175B083 Mahesh P S 27 February 2021
The properties which are self-acquired can be bequeathed by Will by owner to any one even other than his heirs or legal representatives or relatives. But if the properties are inherited, the same can’t be given away by Will, but will devolve upon the heirs entitled to such property under the Hindu Law if the deceased is Hindu. The other persons following religions other than Hindu will be governed by their personal laws.
The Parsees are governed by their Succession Act; the Christians will be governed by Indian Succession Act and like wise. Even under the Hindu Succession Act, every state has its’ own admission. In Maharashtra, now the sons and daughters are entitled to inheritance.

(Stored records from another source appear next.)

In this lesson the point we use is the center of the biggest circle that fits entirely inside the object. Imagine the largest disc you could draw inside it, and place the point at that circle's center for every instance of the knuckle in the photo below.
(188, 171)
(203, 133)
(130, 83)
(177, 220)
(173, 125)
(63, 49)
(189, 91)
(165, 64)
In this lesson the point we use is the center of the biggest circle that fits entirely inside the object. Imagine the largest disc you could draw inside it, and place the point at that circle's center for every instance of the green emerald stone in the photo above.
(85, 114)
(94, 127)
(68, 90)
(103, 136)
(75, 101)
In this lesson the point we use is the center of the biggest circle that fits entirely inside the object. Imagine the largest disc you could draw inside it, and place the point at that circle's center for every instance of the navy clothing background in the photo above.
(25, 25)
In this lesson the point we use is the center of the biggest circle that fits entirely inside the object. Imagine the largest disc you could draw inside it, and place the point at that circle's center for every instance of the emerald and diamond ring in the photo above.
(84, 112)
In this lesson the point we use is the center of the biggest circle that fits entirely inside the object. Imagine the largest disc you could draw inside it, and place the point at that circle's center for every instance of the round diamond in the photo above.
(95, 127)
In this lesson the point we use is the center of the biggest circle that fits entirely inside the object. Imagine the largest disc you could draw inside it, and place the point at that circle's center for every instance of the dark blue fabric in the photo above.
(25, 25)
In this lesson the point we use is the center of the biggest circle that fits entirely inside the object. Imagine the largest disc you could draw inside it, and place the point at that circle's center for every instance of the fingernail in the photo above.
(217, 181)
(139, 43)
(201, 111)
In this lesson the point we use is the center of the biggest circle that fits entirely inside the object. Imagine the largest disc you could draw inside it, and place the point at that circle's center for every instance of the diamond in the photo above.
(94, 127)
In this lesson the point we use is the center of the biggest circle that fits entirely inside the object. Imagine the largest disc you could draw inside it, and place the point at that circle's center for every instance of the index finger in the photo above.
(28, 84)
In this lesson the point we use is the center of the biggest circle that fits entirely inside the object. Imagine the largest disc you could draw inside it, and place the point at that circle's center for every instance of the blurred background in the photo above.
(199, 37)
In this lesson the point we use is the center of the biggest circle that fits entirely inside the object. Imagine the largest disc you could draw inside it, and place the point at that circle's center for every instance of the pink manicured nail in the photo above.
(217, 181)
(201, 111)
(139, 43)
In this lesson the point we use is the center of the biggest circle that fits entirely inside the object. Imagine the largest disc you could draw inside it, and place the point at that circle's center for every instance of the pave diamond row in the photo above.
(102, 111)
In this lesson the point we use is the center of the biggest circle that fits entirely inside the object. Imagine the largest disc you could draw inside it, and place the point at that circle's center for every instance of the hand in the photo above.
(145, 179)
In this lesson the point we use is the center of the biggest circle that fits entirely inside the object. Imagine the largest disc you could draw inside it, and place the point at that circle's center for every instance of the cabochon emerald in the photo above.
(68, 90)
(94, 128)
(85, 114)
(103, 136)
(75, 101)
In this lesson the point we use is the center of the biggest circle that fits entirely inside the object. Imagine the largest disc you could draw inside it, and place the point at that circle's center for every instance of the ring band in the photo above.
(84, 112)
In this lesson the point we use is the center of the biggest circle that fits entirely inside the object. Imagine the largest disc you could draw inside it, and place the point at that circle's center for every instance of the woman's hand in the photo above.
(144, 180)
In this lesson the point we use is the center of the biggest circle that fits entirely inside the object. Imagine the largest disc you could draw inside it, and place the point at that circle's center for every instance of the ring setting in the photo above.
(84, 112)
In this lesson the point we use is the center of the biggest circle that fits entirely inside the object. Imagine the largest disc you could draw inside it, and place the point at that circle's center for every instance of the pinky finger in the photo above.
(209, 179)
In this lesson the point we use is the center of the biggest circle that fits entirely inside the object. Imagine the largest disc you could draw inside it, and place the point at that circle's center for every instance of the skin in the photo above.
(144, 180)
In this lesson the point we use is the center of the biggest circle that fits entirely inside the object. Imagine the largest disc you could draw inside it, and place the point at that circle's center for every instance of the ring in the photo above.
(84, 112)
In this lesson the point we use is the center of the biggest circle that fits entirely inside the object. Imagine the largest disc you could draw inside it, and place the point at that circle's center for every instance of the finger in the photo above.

Hemant Agarwal (email@example.com Mumbai : 9820174108) 28 February 2021
1. You can CERTAINLY make your WILL for the inherited property or partitioned property held in your name.
2. However, You CANNOT make WILL for any "Ancestral" property that you may be holding. Ancestral property means property which is atleast Four generations old. All the relevant legal heirs may execute a Partitioned Deed for the Ancestral property, consequent to which WILL can be made for the Partitioned ratio of this property.
Keep Smiling .... Hemant Agarwal
Rama chary Rachakonda (Secunderabad/Highcourt practice watsapp no.9989324294 ) 28 February 2021
Yes.All above suggessions are correct
Dr J C Vashista (Advocate) 28 February 2021
Share of inherieted property can be bequeathed by the Testator.